Deep research is increasingly load-bearing in knowledge-intensive domains — academic research, medical decision support, legal analysis, financial analysis — where the bar is comprehensive, in-depth, transparent, and verifiable reasoning over large, heterogeneous corpora.

Orchestration beats the bare model (the DRACO finding)#

The most consequential result for this wiki: on DRACO, Perplexity Deep Research (Opus 4.5 / 4.6 base) substantially outperforms bare Claude Opus 4.5 / 4.6 with web_search and code_execution tools — 70.5% vs 59.8% normalized for the 4.6 pairing. The same base model, wrapped in a purpose-built retrieval-and-synthesis harness, gains ~10 percentage points. The paper's own gloss: this indicates "the importance of agent orchestration beyond the base model."

This is a live counter-datapoint to Harness Shrinkage as Models Improve. The wiki's recurring thesis is that scaffolding shrinks as models improve and mechanical verification is what stays load-bearing. Deep research is a domain where, as of early 2026, the harness still carries a large, measurable share of system quality — the orchestration layer (query decomposition, iterative retrieval strategy, source selection, synthesis discipline) has not dissolved into the base model. Whether it shrinks as models cross the next capability thresholds is the open question; DRACO is the current measurement.

Verification is the binding constraint#

Across every system DRACO grades, the ranking by rubric axis is consistent: strongest on presentation quality, weakest on factual accuracy and citation quality. Fluency is solved; verifiable correctness is not. This is Verification as the New Bottleneck surfacing inside the research product itself — the hard part is no longer producing a readable report but ensuring every claim in it is true and properly sourced. It is the open-domain mirror of AI-Driven Formal Proof Search, where a compiler makes verification total; deep research has no such oracle, so accuracy/citation become the frontier.
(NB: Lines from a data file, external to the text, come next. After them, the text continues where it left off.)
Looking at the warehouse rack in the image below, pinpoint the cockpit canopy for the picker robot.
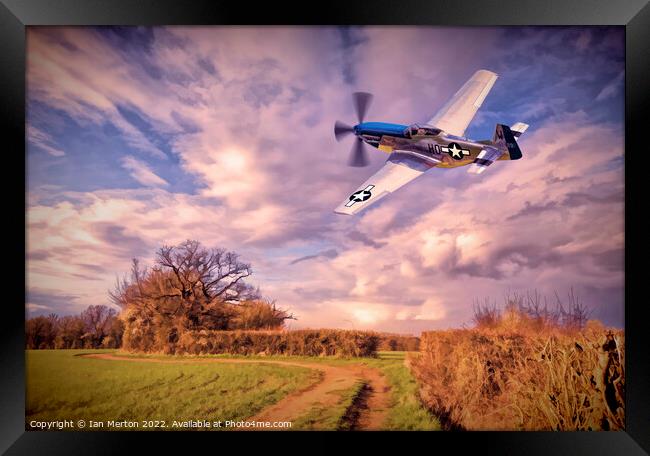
[404,124,441,138]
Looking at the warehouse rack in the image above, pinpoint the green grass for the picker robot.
[27,350,440,430]
[26,350,318,432]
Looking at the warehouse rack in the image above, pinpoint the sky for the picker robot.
[26,27,625,334]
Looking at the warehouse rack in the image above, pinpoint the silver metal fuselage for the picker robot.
[354,122,492,168]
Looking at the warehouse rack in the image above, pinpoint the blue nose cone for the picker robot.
[352,122,407,137]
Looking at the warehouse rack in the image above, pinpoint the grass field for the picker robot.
[26,350,318,432]
[26,350,440,430]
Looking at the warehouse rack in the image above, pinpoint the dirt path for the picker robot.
[81,353,390,430]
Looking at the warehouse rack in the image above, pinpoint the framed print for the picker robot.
[0,0,650,454]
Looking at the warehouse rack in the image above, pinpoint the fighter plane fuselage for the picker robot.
[354,122,491,168]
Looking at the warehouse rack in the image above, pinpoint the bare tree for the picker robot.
[109,240,295,351]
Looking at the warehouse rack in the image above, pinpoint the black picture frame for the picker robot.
[0,0,650,455]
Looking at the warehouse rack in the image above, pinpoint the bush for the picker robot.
[379,333,420,351]
[124,329,379,357]
[409,322,625,430]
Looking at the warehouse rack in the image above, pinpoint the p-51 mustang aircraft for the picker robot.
[334,70,528,215]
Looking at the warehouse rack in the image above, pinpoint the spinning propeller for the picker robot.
[334,92,372,166]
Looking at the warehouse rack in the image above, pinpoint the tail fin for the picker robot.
[492,124,528,160]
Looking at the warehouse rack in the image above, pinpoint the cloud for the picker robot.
[27,124,65,157]
[289,249,339,264]
[27,27,624,333]
[122,156,169,187]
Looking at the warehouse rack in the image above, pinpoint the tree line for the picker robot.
[26,240,295,353]
[25,305,124,349]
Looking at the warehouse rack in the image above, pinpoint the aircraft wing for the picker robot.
[467,146,505,174]
[334,152,431,215]
[427,70,498,136]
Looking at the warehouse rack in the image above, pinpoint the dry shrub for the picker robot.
[124,329,379,357]
[409,320,625,430]
[379,333,420,351]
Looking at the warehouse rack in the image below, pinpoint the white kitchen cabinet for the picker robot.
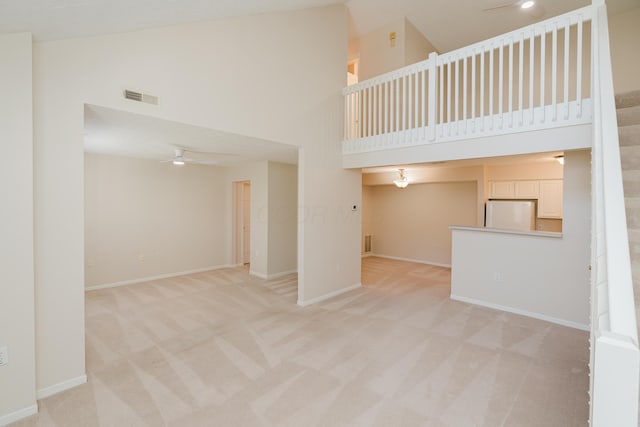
[489,180,540,199]
[513,181,540,199]
[489,181,515,199]
[538,179,562,218]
Efficiency: more tokens ≠ better#

DRACO's token/latency table breaks the intuition that longer, more expensive runs win:

The top scorer (Perplexity, Opus 4.6) also had the lowest latency among deep-research systems (245s), despite the largest input-token footprint (~779k tokens/task) — input-heavy retrieval, lean output (~8.8k tokens).
OpenAI o3 and Gemini produced the most output (24.9k, 22.1k tokens) yet scored mid-pack — verbosity did not buy quality.
OpenAI o4-mini was the most token-efficient overall (~53.5k total) but lagged on score (41.9%).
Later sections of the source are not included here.